Linking up with fellow smart guy Shirish Phatak, a Ph.D. researcher with the Dataman Mobile Computing Research Labs within the Department of Computer Science at Rutgers University (and one of the folks behind the groundbreaking Intermezzo file system project), Williams has set out to spoof file systems through the use of a proprietary protocol and caching scheme.
In effect, Tacit Networks is developing file caching appliances interconnected by the company’s own secret sauce protocol that enable files to be shared “by proxy” across multiple, distance-insensitive locations. It is as though all users are located in a small LAN, according to Williams, who adds that his new technology provides the means to conceal the complexity of write-back caching and other voodoo from the users.
If a user seeks to access a file that is not in the current appliance cache, which boasts about a half terabyte of RAID 5 storage, Tacit’s solution will make it available within 15 seconds. The shared file is completely version controlled so two or more persons working on the same file will not overwrite each other’s changes.
Williams, and his angel round investors, see demand for the solution among organizations using applications with big sharing and coherency requirements.

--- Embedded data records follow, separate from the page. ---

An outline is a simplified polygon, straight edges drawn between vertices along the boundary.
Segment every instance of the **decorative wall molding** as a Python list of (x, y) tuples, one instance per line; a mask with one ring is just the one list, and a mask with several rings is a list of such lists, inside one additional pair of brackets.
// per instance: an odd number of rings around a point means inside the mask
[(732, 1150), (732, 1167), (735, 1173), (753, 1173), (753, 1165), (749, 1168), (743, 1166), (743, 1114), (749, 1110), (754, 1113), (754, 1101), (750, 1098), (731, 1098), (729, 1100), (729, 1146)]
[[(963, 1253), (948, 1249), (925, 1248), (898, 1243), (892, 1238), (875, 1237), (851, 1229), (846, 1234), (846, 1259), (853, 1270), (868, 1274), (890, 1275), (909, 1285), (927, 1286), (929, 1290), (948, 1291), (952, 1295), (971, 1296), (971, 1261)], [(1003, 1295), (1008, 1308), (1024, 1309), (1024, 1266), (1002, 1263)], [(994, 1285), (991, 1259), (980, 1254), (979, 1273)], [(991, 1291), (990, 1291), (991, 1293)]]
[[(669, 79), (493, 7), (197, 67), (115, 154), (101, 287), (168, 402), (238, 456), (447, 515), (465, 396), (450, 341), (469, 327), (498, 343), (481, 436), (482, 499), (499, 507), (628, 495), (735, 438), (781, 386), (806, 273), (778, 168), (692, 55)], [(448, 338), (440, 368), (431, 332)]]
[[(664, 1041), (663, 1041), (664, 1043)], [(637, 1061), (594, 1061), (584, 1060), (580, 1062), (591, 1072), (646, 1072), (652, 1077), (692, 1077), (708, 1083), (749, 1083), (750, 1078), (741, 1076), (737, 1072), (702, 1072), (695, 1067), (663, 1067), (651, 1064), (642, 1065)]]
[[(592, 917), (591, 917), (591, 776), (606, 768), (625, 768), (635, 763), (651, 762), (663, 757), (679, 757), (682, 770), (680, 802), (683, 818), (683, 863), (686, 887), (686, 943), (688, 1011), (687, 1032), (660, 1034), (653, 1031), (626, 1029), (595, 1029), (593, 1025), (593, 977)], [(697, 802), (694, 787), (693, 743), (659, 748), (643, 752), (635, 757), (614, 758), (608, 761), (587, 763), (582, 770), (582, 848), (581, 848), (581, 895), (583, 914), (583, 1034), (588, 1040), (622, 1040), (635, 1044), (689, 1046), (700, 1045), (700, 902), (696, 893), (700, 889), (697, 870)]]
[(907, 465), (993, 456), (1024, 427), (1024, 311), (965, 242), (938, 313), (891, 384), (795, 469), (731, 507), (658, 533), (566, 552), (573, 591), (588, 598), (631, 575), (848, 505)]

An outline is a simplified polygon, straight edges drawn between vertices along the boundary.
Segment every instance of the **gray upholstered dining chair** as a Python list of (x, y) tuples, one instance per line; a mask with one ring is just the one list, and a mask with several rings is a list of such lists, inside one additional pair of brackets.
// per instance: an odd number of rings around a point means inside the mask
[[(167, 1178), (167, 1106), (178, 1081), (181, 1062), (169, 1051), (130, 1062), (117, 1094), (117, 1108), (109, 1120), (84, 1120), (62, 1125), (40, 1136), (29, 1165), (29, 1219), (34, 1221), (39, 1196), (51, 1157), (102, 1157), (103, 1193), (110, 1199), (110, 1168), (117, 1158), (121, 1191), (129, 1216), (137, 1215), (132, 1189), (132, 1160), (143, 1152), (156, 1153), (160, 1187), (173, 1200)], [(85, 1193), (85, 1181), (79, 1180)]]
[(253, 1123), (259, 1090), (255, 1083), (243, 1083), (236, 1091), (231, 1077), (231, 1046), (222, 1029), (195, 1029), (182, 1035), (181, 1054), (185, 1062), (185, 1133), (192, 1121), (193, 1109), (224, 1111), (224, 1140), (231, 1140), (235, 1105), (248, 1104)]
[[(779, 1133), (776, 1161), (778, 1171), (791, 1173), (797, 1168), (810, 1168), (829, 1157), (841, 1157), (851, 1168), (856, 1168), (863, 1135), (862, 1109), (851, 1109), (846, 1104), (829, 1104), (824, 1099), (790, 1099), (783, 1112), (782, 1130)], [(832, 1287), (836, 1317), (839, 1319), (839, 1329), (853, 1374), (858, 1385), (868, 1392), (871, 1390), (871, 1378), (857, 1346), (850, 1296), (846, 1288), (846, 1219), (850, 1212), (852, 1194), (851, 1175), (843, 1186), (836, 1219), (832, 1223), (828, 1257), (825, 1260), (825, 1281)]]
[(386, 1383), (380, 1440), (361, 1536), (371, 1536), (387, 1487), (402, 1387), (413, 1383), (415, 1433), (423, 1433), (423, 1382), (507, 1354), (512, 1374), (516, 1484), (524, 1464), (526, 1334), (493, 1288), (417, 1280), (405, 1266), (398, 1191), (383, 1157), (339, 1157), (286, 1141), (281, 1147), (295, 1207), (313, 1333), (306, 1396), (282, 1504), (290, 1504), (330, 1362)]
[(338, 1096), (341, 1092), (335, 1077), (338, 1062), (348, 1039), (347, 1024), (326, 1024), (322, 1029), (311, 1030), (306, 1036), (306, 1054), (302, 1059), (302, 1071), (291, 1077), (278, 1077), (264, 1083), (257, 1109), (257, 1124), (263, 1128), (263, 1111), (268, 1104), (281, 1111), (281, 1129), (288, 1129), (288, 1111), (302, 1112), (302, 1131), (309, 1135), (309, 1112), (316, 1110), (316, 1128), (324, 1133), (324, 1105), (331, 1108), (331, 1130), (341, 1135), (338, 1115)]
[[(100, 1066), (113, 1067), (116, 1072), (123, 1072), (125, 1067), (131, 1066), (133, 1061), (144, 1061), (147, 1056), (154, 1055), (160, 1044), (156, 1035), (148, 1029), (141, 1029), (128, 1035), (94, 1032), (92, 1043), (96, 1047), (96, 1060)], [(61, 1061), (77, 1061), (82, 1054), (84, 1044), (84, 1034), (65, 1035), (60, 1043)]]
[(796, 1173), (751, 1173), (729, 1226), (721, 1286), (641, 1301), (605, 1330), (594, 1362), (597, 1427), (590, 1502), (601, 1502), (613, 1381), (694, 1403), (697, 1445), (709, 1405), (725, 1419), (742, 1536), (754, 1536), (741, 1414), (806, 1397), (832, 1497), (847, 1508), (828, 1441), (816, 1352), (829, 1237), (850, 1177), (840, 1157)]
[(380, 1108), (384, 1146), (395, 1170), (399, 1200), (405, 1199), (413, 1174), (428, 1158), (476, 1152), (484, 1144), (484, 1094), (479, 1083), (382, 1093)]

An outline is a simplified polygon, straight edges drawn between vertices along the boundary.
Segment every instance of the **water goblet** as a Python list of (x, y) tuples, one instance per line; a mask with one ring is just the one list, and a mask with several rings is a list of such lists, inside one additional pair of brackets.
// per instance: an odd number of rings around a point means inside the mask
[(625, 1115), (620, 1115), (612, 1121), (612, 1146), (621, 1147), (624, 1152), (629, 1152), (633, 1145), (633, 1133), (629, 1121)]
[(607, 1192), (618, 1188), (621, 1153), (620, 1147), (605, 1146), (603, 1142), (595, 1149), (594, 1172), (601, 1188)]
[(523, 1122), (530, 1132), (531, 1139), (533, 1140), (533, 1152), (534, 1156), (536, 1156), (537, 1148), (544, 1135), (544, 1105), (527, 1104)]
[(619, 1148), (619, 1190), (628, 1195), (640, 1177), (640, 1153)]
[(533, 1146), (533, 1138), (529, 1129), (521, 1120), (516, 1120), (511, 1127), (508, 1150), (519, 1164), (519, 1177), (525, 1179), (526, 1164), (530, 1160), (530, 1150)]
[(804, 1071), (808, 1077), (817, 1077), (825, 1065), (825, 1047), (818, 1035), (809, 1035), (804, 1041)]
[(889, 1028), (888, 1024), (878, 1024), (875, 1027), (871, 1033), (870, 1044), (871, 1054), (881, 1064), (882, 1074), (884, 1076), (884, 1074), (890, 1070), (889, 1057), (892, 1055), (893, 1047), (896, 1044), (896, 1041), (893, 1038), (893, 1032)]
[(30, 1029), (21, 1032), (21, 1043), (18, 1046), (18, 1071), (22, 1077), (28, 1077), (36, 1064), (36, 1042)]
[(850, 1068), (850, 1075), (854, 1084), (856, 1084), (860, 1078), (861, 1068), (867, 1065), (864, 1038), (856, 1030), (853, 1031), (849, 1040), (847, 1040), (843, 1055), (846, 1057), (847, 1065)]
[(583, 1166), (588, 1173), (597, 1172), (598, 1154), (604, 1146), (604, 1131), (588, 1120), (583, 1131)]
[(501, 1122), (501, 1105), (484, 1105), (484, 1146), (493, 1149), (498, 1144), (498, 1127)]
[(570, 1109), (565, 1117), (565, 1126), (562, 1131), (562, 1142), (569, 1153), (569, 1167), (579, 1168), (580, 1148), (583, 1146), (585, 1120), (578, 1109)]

Think entertainment, media, CAD/CAM, medical imaging, and similar file intensive applications.
He says that set-up is a breeze, involving the assignment of several IP addresses to identify one node to another and to its LAN-based users. The whole solution can be monitored via Simple Network Management Protocol.
Five end-user pilots are ongoing and should conclude in January. As the concept proves its value, Williams anticipates becoming the “Brocade or McData of storage caching.” We’ll keep an eye on his progress.